After hearing Malik play, Anderson asked his grandmother if she could follow him for a couple weeks to put something together. Those two weeks turned into three months, and her work eventually was used for another fundraiser to help Malik with additional lessons.
That was it until 2017, when Anderson, who had by then moved back to Georgia, was encouraged to enter the documentary into film festivals. It was the right move. Little Music Manchild: The Malik Kofi Story was named Best Documentary at the 2017 BronzeLens Film Festival, Atlanta’s showcase for filmmakers of color.

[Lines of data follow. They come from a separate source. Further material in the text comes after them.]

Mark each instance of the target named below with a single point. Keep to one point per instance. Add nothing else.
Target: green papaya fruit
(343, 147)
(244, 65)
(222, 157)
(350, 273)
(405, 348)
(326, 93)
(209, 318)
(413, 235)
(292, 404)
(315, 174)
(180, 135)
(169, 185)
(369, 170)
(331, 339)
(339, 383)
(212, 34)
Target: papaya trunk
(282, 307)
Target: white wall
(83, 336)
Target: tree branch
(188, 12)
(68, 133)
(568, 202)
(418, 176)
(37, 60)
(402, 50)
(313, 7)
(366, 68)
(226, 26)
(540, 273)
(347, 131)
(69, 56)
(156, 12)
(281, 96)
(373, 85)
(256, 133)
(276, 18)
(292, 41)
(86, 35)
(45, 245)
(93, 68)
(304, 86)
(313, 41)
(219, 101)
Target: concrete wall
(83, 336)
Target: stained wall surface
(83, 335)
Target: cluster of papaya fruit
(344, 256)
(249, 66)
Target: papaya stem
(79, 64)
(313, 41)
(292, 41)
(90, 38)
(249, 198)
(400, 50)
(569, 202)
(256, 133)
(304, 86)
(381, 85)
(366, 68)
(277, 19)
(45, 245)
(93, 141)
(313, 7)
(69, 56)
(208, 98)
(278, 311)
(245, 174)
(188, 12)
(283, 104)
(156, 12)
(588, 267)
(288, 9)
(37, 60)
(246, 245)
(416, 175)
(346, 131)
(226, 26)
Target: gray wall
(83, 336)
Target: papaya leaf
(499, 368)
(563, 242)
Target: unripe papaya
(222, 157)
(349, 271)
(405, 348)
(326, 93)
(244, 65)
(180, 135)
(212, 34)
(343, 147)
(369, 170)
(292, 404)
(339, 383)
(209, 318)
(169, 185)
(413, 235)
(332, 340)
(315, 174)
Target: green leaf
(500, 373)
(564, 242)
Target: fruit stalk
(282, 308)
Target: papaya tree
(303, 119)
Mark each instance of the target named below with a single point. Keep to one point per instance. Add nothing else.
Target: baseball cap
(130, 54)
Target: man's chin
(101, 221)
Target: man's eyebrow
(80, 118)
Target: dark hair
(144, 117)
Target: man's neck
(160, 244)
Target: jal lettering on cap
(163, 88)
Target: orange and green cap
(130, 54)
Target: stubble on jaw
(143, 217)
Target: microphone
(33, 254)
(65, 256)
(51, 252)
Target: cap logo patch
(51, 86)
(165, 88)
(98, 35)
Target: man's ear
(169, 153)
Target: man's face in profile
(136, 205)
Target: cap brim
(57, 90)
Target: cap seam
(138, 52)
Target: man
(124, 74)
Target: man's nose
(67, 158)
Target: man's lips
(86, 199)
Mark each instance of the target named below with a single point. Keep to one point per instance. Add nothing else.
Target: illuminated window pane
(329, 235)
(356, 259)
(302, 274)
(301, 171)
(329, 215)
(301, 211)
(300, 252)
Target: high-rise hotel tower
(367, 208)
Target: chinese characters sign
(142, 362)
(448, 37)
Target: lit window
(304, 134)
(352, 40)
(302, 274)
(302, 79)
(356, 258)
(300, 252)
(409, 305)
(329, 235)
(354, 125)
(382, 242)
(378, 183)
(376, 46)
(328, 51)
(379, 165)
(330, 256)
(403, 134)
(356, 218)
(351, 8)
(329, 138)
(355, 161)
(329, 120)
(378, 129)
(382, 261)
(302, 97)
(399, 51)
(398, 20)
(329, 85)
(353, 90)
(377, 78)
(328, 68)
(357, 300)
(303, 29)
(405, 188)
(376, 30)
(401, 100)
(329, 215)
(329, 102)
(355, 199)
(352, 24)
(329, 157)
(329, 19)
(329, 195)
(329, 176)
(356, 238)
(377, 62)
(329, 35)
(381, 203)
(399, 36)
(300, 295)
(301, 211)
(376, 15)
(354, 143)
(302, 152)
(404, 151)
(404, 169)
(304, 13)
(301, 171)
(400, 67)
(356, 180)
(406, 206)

Anderson, who launched her company Newslady Productions shortly before winning her award, is now at work on her follow-up film. Like her debut, her inspiration came from an unexpected place. In March 2017, she went to what she thought would be a typical event at the Georgia Capitol and met Rashid Nuri. The 69-year-old was a Harvard graduate, he worked four years in the Department of Agriculture in the 1990s, and he recently retired from an urban garden in Atlanta’s West End that he started in 2015.
Anderson’s film SEED tells his story. She is hoping to wrap production in March, then enter it in film festivals later in the year.
“I originally thought this story would just be about urban agriculture,” Anderson says about her upcoming film, “but it’s also about gentrification, community, and economic empowerment. You have to ask questions and find out what the story is.”